Die Angehörigen der ungarndeutschen Nationalität sind seit Jahrhunderten fester Bestandteil der ungarischen Gesellschaft. Heute bekennen sich rund 150.000 Menschen in Ungarn zur deutschen Sprache, Kultur und Tradition. Ihre Dachorganisation, die Landesselbstverwaltung der Ungarndeutschen (LdU), koordiniert die Arbeit von landesweit 402 lokalen Nationalitätenselbstverwaltungen, über 500 Kulturgruppen und zahlreichen Vereinen.
Ein Schwerpunkt der Tätigkeit der LdU ist die Verwirklichung der kulturellen Autonomie, insbesondere durch die Übernahme ungarndeutscher Institutionen in eigene Trägerschaft. Ein Bildungssystem mit deutscher Muttersprache trägt zur Bewahrung der Identität bei und erfreut sich auch bei anderen Bevölkerungsgruppen in Ungarn großer Beliebtheit.
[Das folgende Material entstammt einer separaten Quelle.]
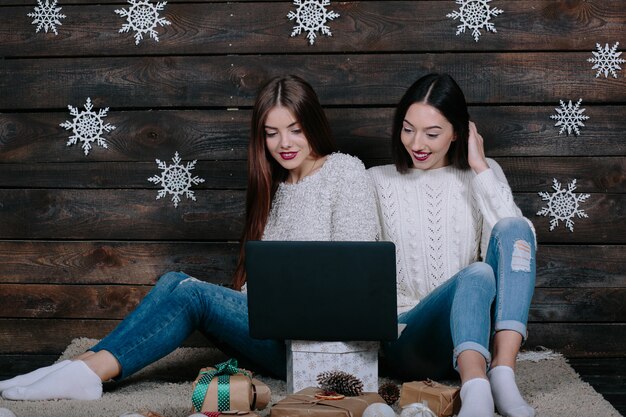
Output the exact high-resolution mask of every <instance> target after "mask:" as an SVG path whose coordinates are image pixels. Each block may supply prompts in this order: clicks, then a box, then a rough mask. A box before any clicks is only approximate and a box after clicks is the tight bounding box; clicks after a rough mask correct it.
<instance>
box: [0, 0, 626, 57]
mask: <svg viewBox="0 0 626 417" xmlns="http://www.w3.org/2000/svg"><path fill="white" fill-rule="evenodd" d="M29 6H31V5H30V4H29ZM492 7H498V8H500V9H503V10H505V12H504V13H502V14H501V15H499V16H497V17H495V18H493V19H492V23H493V24H494V25H495V27H496V29H497V31H498V32H497V34H494V33H491V32H488V31H486V30H484V29H483V30H481V32H482V34H481V37H480V40H481V41H480V42H475V41H474V39H473V37H472V35H471V31H470V30H468V31H467V32H466V33H465V34H462V35H459V36H456V35H455V34H456V30H457V25H459V23H460V22H459V20H453V19H450V18H447V17H446V15H447V14H449V13H451V12H453V11H455V10H458V9H459V8H458V6H457V5H455V4H453V3H450V2H442V1H418V2H416V1H358V2H355V1H352V2H335V3H333V4H331V5H329V6H327V7H326V8H327V10H329V11H331V10H332V11H334V12H337V13H339V15H340V17H339V18H337V19H334V20H332V21H328V22H327V25H328V26H329V27H330V29H331V31H332V33H333V36H332V37H327V36H324V35H322V34H318V35H319V36H318V38H317V40H316V42H315V45H314V47H315V51H316V52H342V53H345V52H361V51H369V52H378V51H381V52H394V51H446V50H447V51H450V50H452V51H479V50H564V49H569V50H584V51H587V53H588V54H589V55H591V53H590V51H591V50H592V49H594V48H595V42H614V40H618V39H620V36H621V35H622V34H623V32H624V30H625V29H626V24H625V23H624V22H625V19H624V18H625V14H624V11H623V8H622V7H620V4H619V2H617V1H608V2H607V1H601V0H595V1H587V2H582V1H576V2H555V1H552V0H531V1H528V0H527V1H506V0H501V1H500V2H499V3H498V5H494V6H492ZM121 8H126V9H127V7H124V6H123V3H122V6H121V7H120V5H119V3H117V4H111V5H104V4H100V5H93V6H92V5H85V4H83V5H76V6H72V5H69V4H65V3H64V5H63V9H62V13H64V14H65V15H66V16H67V17H66V18H65V19H63V20H62V25H60V26H59V25H57V29H58V31H59V35H58V36H56V35H54V34H52V33H48V34H45V33H43V31H42V32H40V33H35V28H34V26H33V25H32V24H31V21H32V19H27V18H25V16H26V14H27V13H29V12H30V11H32V7H13V8H4V9H3V10H2V17H3V18H4V19H3V20H4V21H3V24H2V25H0V39H4V42H2V43H0V56H1V55H4V56H11V57H14V56H51V55H53V56H60V55H70V56H76V55H92V56H94V55H106V56H109V55H127V54H128V53H129V50H130V51H133V52H134V51H136V52H135V53H141V54H165V55H168V54H198V53H200V54H216V53H219V54H244V53H252V54H259V53H281V54H282V53H302V52H305V53H306V52H310V50H311V48H312V47H311V46H310V45H309V43H308V40H307V39H306V32H304V33H303V34H301V35H299V36H296V37H291V36H290V34H291V32H292V30H293V27H294V26H296V25H297V24H296V23H295V22H294V21H293V20H289V19H288V18H287V14H288V13H289V12H291V11H294V12H295V11H296V10H297V7H296V6H294V5H293V3H292V2H286V1H282V2H269V3H268V2H259V3H249V2H229V3H205V4H203V3H198V2H194V3H193V4H173V3H170V4H168V6H167V7H166V8H165V9H164V10H163V12H161V14H160V16H162V17H165V18H166V19H168V20H169V21H170V22H171V23H172V24H171V25H168V26H165V27H160V26H159V27H157V28H156V31H157V33H158V37H159V42H158V43H157V42H155V41H153V40H151V39H149V37H148V36H145V38H144V40H143V41H142V42H141V44H140V47H136V46H135V44H134V38H133V35H134V32H133V31H132V30H131V31H130V32H129V33H123V34H120V33H118V31H119V29H120V28H121V27H122V25H123V24H125V23H126V22H125V20H124V19H123V18H122V17H120V16H118V15H117V14H115V12H114V11H115V10H116V9H121ZM529 28H532V30H529ZM52 39H54V42H51V40H52ZM416 39H419V42H416V41H415V40H416ZM546 39H549V42H547V41H546ZM590 40H591V41H590ZM590 67H591V66H590Z"/></svg>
Zudem wird die ungarndeutsche Gemeinschaft seit 2018 durch einen eigenen Abgeordneten im Parlament vertreten.
Über die aktuelle Lage und Perspektiven der Ungarndeutschen sprach Moderatorin Monika Ambach, Projektkoordinatorin der Stiftung Verbundenheit für Ungarn, Ukraine und das Baltikum, mit Ibolya Hock-Englender, der Vorsitzenden der LdU, Gregor Gallai, Spitzenkandidat der LdU für die anstehenden Parlamentswahlen, Anna Schulteisz, Präsidentin der Gemeinschaft Junger Ungarndeutscher, sowie Gábor Schulteisz, Mitarbeiter der Deutschen Redaktion des Ungarischen Rundfunks und Fernsehens.
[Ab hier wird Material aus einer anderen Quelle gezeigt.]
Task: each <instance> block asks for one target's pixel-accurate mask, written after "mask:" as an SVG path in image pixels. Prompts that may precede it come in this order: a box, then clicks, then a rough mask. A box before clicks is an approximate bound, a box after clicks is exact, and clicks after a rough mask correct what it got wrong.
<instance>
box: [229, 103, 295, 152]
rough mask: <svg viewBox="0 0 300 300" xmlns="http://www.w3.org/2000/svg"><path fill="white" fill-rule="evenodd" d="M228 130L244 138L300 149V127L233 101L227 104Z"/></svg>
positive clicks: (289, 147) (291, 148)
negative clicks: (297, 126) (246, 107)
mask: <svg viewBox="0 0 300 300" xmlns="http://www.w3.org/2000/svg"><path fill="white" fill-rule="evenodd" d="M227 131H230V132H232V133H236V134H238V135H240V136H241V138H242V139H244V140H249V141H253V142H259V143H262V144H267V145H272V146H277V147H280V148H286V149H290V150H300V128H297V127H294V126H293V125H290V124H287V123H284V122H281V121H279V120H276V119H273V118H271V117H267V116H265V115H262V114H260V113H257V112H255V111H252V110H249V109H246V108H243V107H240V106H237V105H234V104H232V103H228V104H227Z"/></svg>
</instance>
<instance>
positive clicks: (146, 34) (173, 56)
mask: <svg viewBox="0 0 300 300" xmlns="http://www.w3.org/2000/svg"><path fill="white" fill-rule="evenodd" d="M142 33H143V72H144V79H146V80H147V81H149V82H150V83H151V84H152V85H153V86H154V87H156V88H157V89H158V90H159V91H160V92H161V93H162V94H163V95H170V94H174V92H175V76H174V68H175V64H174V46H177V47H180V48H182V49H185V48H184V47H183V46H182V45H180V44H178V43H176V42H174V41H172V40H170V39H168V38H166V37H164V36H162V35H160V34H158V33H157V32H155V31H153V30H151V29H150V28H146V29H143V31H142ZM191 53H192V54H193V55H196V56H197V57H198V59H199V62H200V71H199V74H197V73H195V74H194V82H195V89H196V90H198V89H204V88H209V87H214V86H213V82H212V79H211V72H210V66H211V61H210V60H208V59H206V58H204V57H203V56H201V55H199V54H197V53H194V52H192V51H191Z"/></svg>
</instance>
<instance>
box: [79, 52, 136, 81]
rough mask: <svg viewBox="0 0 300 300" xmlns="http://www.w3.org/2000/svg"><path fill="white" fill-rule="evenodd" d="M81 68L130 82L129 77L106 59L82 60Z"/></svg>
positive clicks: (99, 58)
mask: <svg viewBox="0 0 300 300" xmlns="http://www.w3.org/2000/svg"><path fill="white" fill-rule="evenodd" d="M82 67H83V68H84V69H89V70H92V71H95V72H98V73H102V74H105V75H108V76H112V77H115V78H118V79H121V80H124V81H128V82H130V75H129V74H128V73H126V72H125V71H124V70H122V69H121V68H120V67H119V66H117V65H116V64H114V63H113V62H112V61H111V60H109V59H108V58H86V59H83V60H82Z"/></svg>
Die Veranstaltung wurde mit Grußworten von Prof. Dr. Stephanie Risse, Mitglied des Kuratoriums der Stiftung Verbundenheit, und Benjamin Józsa, Sprecher der Arbeitsgemeinschaft Deutscher Minderheiten in der Föderalistischen Union Europäischer Nationalitäten, eröffnet. Beide würdigten die Lebendigkeit und Vielfalt der ungarndeutschen Initiativen und betonten angesichts der Parlamentswahlen am 12. April die Bedeutung der politischen Vertretung von Minderheiten.
Ibolya Hock-Englender beleuchtete historische Meilensteine der ungarndeutschen Gemeinschaft und gab Einblicke in das Bildungswesen. Sie erwähnte auch das Stipendienprogramm für angehende Pädagogen, das den Mangel an Fachkräften an Kindergärten, Grund- und Mittelschulen der Minderheit entgegenwirken soll.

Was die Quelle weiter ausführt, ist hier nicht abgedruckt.